Analysis of near-miss and maternal mortality at tertiary referral centre of rural India.

Journal of obstetrics and gynaecology of India

PubMedID: 27651620

Rathod AD, Chavan RP, Bhagat V, Pajai S, Padmawar A, Thool P. Analysis of near-miss and maternal mortality at tertiary referral centre of rural India. J Obstet Gynaecol India. 2016;66(Suppl 1):295-300.
(1) To determine the incidence of near-miss, maternal death and mortality index; (2) to compare near-miss cases as per WHO criteria with that of maternal mortality; and (3) to study the causes of near-miss and maternal deaths.

Retrospective cohort study.

Shri Vasantrao Naik Govt. Medical College, Yavatmal, India.

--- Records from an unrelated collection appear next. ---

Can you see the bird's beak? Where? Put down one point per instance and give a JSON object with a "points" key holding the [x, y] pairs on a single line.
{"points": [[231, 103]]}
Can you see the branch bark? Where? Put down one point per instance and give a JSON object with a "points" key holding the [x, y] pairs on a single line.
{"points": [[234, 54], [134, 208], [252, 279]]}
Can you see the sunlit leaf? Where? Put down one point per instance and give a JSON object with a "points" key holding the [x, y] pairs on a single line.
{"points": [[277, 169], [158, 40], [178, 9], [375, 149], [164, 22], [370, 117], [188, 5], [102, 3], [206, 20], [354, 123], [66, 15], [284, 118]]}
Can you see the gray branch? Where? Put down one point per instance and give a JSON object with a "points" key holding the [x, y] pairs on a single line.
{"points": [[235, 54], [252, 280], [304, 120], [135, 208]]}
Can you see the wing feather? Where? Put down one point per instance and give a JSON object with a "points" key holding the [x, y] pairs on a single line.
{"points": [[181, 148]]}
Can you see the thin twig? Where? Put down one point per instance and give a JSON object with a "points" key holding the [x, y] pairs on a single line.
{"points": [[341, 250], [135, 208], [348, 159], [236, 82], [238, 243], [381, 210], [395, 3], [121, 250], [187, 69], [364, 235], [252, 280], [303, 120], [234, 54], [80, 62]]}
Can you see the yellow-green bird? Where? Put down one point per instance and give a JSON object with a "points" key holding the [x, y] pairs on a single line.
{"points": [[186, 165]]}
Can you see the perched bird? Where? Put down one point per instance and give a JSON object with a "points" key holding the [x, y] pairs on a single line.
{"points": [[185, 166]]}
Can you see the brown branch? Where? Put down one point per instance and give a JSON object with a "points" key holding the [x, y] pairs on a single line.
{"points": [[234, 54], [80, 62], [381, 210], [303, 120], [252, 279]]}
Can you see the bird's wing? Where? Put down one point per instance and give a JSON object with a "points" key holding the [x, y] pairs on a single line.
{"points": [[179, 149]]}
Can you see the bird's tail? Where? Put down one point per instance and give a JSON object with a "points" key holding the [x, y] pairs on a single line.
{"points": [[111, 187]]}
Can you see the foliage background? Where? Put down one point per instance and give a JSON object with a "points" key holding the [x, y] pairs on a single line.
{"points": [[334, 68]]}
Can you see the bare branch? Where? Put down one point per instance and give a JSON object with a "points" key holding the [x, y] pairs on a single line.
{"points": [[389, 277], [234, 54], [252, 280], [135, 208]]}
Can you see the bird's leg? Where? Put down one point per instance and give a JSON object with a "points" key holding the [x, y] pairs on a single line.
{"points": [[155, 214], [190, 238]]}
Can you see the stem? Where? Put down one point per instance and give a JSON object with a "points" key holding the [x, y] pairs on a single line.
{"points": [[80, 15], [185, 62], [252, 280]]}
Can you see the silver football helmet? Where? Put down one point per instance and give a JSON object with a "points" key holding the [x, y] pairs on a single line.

All cases of near-miss as per newer WHO criteria and maternal deaths.

A cohort of emergency obstetric admission in the study setting during the study period was followed till 42 days after delivery, and cases fulfilled WHO set of severity markers for near-miss cases for severe acute maternal morbidity (SAMM) and mortality. All maternal deaths during the same period were analysed and compared with near-miss ones.

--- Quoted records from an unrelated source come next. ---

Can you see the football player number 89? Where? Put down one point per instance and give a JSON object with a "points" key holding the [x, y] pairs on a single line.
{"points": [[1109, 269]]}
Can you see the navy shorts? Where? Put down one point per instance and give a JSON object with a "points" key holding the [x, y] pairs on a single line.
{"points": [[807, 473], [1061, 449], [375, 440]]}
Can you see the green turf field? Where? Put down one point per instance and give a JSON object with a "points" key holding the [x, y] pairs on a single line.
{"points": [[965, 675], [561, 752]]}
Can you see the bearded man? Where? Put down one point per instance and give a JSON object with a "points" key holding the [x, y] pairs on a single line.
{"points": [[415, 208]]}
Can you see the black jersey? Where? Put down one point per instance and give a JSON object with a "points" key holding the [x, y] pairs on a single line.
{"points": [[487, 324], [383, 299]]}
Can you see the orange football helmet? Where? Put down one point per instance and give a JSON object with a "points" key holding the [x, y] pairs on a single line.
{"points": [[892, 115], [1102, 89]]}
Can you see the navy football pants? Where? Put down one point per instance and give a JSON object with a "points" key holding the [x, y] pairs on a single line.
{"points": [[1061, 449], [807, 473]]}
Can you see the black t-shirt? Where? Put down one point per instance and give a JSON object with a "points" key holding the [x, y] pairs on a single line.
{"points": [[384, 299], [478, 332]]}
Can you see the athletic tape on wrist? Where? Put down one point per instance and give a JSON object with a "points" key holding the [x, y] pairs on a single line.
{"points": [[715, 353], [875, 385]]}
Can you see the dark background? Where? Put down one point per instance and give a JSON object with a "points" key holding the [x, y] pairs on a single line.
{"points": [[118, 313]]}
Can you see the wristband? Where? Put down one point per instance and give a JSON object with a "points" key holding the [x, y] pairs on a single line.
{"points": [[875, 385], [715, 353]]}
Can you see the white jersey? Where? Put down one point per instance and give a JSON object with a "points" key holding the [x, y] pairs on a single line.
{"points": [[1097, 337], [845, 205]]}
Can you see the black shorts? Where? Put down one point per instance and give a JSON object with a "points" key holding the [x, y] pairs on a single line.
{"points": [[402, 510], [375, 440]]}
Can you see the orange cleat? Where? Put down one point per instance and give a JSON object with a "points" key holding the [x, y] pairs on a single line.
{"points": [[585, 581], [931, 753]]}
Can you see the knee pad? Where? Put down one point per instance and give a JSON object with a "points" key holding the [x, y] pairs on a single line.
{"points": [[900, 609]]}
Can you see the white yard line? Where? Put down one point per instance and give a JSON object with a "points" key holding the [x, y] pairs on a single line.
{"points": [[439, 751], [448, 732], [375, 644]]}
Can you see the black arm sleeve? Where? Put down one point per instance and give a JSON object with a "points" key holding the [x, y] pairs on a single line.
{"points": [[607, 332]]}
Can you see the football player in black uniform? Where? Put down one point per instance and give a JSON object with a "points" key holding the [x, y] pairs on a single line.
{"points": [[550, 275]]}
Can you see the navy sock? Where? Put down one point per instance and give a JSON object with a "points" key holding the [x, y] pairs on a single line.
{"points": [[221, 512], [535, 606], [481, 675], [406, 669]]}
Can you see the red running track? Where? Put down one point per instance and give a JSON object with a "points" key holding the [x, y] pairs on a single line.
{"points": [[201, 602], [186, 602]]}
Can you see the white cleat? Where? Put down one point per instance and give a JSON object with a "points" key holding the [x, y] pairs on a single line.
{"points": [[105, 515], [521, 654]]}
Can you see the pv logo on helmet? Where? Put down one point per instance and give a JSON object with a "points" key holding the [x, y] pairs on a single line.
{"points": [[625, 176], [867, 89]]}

During the study period, there were 29,754 emergency obstetric admissions, 21,992 (73.91 %) total deliveries with 18,630 (84.71 %) vaginal deliveries and 3360 (15.28 %) caesarean deliveries. There were 161 near-miss cases and 66 maternal deaths occurred. The maternal near-miss incidence ratio was 7.56/1000 live births, while maternal mortality ratio was 2.99/1000 live births. Mortality index was 29.07, lower index indicative of better quality of health care. Maternal near-miss-to-mortality ratio was 3.43:1. Amongst near-miss cases, haemorrhage n = 43 (26.70 %), anaemia n = 40 (24.84 %), hepatitis n = 27 (16.77 %) and PIH n = 19 (11.80 %) were leading causes, while causes for maternal mortality were PIH n = 18 (27.27 %), haemorrhage n = 13 (19.79 %), sepsis n = 12 (18.18 %), anaemia n = 11 (16.16 %) and hepatitis n = 11 (16.66 %).

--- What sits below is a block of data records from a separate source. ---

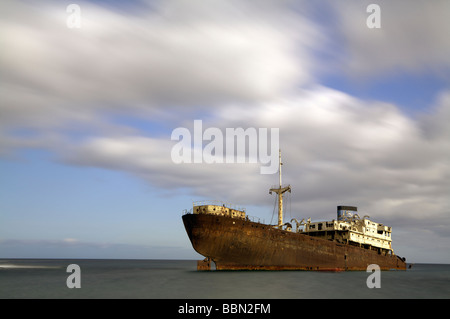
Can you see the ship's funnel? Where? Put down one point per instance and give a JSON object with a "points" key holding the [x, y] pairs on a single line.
{"points": [[346, 212]]}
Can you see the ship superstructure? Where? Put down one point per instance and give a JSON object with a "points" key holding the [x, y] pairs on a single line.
{"points": [[234, 240]]}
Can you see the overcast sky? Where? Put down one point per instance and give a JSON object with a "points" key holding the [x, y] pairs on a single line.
{"points": [[86, 117]]}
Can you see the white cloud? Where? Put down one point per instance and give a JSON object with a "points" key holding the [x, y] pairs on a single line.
{"points": [[336, 150], [233, 64]]}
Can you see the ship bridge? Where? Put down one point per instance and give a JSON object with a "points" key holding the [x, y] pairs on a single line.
{"points": [[218, 208], [351, 229]]}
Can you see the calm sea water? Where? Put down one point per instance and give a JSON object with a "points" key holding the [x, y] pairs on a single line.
{"points": [[178, 279]]}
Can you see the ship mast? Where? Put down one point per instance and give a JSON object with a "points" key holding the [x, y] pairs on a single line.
{"points": [[280, 190]]}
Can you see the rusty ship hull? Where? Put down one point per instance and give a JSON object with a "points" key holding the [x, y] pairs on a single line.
{"points": [[234, 244]]}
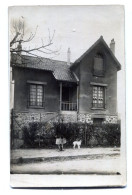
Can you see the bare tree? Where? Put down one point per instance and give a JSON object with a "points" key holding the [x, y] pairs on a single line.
{"points": [[19, 37]]}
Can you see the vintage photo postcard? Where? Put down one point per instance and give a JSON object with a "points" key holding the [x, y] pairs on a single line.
{"points": [[67, 96]]}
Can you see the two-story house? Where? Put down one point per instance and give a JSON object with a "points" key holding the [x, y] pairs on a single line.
{"points": [[85, 90]]}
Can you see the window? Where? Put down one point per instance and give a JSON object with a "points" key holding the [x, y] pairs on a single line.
{"points": [[98, 97], [36, 95], [98, 65]]}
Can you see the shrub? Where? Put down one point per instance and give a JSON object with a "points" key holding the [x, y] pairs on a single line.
{"points": [[39, 134]]}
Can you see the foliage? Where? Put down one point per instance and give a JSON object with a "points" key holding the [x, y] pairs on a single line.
{"points": [[38, 134]]}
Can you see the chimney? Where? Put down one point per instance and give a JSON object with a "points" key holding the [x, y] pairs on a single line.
{"points": [[19, 49], [112, 46], [68, 56]]}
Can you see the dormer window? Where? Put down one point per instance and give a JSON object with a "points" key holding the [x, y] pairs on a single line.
{"points": [[98, 65]]}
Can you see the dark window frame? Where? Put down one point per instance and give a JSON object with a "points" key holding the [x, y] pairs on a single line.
{"points": [[95, 73], [38, 97], [103, 86]]}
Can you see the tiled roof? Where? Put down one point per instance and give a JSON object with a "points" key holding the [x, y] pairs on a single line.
{"points": [[60, 69]]}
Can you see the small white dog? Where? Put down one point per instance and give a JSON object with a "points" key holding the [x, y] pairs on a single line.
{"points": [[77, 143]]}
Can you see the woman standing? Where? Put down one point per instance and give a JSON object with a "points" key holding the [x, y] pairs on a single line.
{"points": [[60, 141]]}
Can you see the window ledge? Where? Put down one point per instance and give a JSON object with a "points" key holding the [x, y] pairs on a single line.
{"points": [[36, 107], [98, 108]]}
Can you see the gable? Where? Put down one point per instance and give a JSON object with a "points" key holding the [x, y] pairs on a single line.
{"points": [[99, 46]]}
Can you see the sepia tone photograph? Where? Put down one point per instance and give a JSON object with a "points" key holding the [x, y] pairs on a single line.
{"points": [[67, 96]]}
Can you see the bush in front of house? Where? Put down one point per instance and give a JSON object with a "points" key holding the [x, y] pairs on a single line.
{"points": [[43, 135], [38, 135]]}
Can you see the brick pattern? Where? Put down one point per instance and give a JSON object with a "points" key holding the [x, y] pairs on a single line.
{"points": [[111, 120], [85, 118]]}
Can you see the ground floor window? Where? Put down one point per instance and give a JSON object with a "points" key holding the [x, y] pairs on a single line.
{"points": [[36, 95]]}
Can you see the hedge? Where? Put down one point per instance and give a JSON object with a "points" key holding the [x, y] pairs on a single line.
{"points": [[43, 135]]}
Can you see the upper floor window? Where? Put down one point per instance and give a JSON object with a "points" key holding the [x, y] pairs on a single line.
{"points": [[98, 97], [98, 65], [36, 95]]}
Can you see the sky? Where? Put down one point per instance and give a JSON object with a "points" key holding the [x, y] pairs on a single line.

Despite improvements in health care, haemorrhage, PIH, sepsis and anaemia remain the leading obstetric causes of near-miss and maternal mortality. All of them are preventable. The identification of maternal near-miss cases using new WHO set of severity markers of SAMM was concurrently associated with maternal death. Definite protocols and standards of management of SAMM should be established, especially in rural Indian settings.